Coalition of 60 organisations launch Time for a Home campaign giving Morrison Government a June 2021 deadline to resettle refugees
5 November 2020
A coalition of 60 grassroots networks, legal, medical, community and human rights organisations are calling on the Morrison Government to release and resettle people seeking asylum and refugees held in indefinite detention for up to seven years.
The Time for a Home campaign launched today, is calling on the Morrison Government to resettle people in a permanent home by World Refugee Day in June 2021.
People who have been through offshore processing and remain detained in a network of facilities, including Alternative Places of Detention (APODs) of Mantra Hotel in Melbourne and Kangaroo Point Hotel in Brisbane, and offshore, need a permanent home to recover their health and rebuild their lives.
Human rights activist detained at Villawood detention facility, Farhad Rahmati:
“I am a civil engineer but I don’t have a future. The Australian Government has imprisoned us for 7 precious years of life, away from loved ones and community. We lost 13 brothers who died in offshore processing, it’s time for Prime Minister Morrison to give us freedom to start life again in a safe, new home.”
Louise Redmond, National President of Rural Australians for Refugees (RAR):
“RAR members have been visiting people seeking asylum and refugees in detention particularly in Queensland, New South Wales, Victoria and South Australia. for many years and have kept in contact via mobile phones during COVID-19 restrictions. It concerns us all that as restrictions ease, visiting rights have not been restored.”

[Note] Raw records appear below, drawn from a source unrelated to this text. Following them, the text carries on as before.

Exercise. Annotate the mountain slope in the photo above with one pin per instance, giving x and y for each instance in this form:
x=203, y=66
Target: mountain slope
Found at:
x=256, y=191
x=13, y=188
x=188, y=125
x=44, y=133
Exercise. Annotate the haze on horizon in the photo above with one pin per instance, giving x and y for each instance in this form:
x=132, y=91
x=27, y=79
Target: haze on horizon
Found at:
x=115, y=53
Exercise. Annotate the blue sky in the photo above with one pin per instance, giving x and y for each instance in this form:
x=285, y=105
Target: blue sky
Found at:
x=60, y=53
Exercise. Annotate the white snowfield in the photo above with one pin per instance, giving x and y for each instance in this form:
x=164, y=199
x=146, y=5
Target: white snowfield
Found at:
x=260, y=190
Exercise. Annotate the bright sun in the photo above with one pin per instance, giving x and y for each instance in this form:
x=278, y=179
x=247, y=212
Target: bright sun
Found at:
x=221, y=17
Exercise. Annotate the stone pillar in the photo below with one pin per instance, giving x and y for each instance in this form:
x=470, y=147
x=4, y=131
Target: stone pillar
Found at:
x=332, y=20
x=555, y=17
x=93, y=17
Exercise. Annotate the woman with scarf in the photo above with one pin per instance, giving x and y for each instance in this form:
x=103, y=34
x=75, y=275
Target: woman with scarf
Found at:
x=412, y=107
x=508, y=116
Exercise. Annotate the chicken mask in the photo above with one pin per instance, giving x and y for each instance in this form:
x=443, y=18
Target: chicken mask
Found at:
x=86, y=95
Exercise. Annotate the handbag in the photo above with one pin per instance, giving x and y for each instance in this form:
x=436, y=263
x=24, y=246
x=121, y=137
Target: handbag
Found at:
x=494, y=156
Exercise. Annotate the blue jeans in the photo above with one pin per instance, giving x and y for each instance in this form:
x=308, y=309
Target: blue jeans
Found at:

“A number of our members are ready to welcome people into their homes as part of a resettlement process. RAR urges the Government to work with us to develop a plan for fair resettlement of people who have sought our protection.”
Dr Sara Townend, Director of Independent Doctors Network:
“Australian doctors work with asylum seekers and refugees across a number of settings. We see first-hand the impact that detention has on physical and mental health. Providing durable and safe pathways towards resettlement needs to be a priority for these patients.’
Jana Favero, Director of Advocacy and Campaigns at Asylum Seeker Resource Centre:
“The only thing standing between a permanent home and refugees is our Government. We must stop punishing people, simply because they sought safety on our shores. The community has spoken, Doctors have spoken, and experts have spoken. It’s time for our Government to stop playing politics with people’s lives and do the right thing.”
Australian Refugee Action Network spokesperson:
People across Australia are saying that there is no justification for holding refugees and people who are seeking our protection for years in immigration detention. Like all of us, people need freedom and the chance to build their futures. Detention is totally unnecessary and damaging to the people deprived of freedom and hope, and to the community and we cannot tolerate it.”
Sarah Dale, Centre Director and Principal Solicitor of Refugee Advice and Casework Service (RACS):
“Our Government has spent the last 7 years holding men, women and children in appalling conditions, for daring to seek safety on our shores. This from a country that holds itself as a leader in Human Rights. It’s time for the double standards to end and for the Government to allow all refugees to rebuild their lives in permanent safety.”
Dr Graham Thom, Refugee Coordinator, Amnesty International Australia:
“For more than 7 years refugees have been stuck in detention. It’s time for this to end, for the Australian Government to show compassion and humanity and find people a home.”